As the featured guest at a recent Anchorage press conference, Paul Okalik was asked by a TV reporter to pronounce his name for the camera so the reporter might say it correctly, later, on the air. The first premier of the three-year-old Canadian territory of Nunavut obliged, pleasantly.
“Okalik,” he said, clucking the sound slightly in his eastern Inuit dialect. The non-Native reporter didn’t quite catch it. She asked him to pronounce his name again. And again. “Okalik,” he repeated. “Okalik.” Still she looked uncertain. Afterward, Okalik recalled a time in the former Northwest Territories when the Canadian government in Ottawa didn’t try to pronounce Inuit names.
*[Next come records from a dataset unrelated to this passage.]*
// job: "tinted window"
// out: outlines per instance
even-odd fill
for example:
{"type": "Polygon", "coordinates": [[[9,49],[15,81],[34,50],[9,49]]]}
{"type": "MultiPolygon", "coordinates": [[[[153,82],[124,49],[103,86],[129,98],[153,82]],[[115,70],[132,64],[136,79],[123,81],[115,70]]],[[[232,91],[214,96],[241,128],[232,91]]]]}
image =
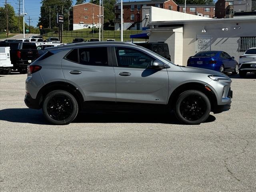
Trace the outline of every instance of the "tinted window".
{"type": "Polygon", "coordinates": [[[79,48],[79,58],[80,64],[108,66],[106,47],[79,48]]]}
{"type": "Polygon", "coordinates": [[[205,51],[204,52],[200,52],[196,54],[195,56],[201,57],[214,57],[216,55],[218,52],[217,51],[205,51]]]}
{"type": "Polygon", "coordinates": [[[71,61],[78,62],[78,58],[77,55],[77,49],[72,50],[66,57],[66,59],[71,61]]]}
{"type": "Polygon", "coordinates": [[[116,47],[116,54],[118,67],[146,68],[154,60],[149,55],[130,48],[116,47]]]}
{"type": "Polygon", "coordinates": [[[34,43],[22,43],[22,49],[36,49],[34,43]]]}
{"type": "Polygon", "coordinates": [[[256,54],[256,49],[251,49],[247,50],[245,54],[256,54]]]}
Now the 38-year-old lawyer presides over a territory that is bigger than all the nations of Western Europe combined. He was asked to deliver the keynote speech later this year to the annual convention of the Alaska Federation of Natives, ostensibly to tell the Nunavut story.
Archaeologists say northern Alaska was the birthplace of the Inuit culture that spread into Arctic Canada and Greenland a few thousand years ago. The Eskimo languages here and there still bear much in common. Invited to Alaska by the AFN and the Association of Village Council Presidents, Okalik was able to compare the languages firsthand in early June with visits to Bethel, where he was addressed in Yup’ik, and Barrow, where elders spoke to him in Inupiaq. “I was very pleasantly surprised to understand a large part of our language being spoken so far from home,” he said afterward.
Nunavut encompasses one-fifth of the Canadian land mass, but its total population is only 28,000. In some ways it’s a troubled population. Three years ago the unemployment rate in Nunavut was 29 percent, the highest in the nation. The suicide rate was six times the national average. Drug and alcohol abuse was rampant. “We’re no different from the Native people in Alaska in terms of high unemployment and a lot of social problems,” Okalik says.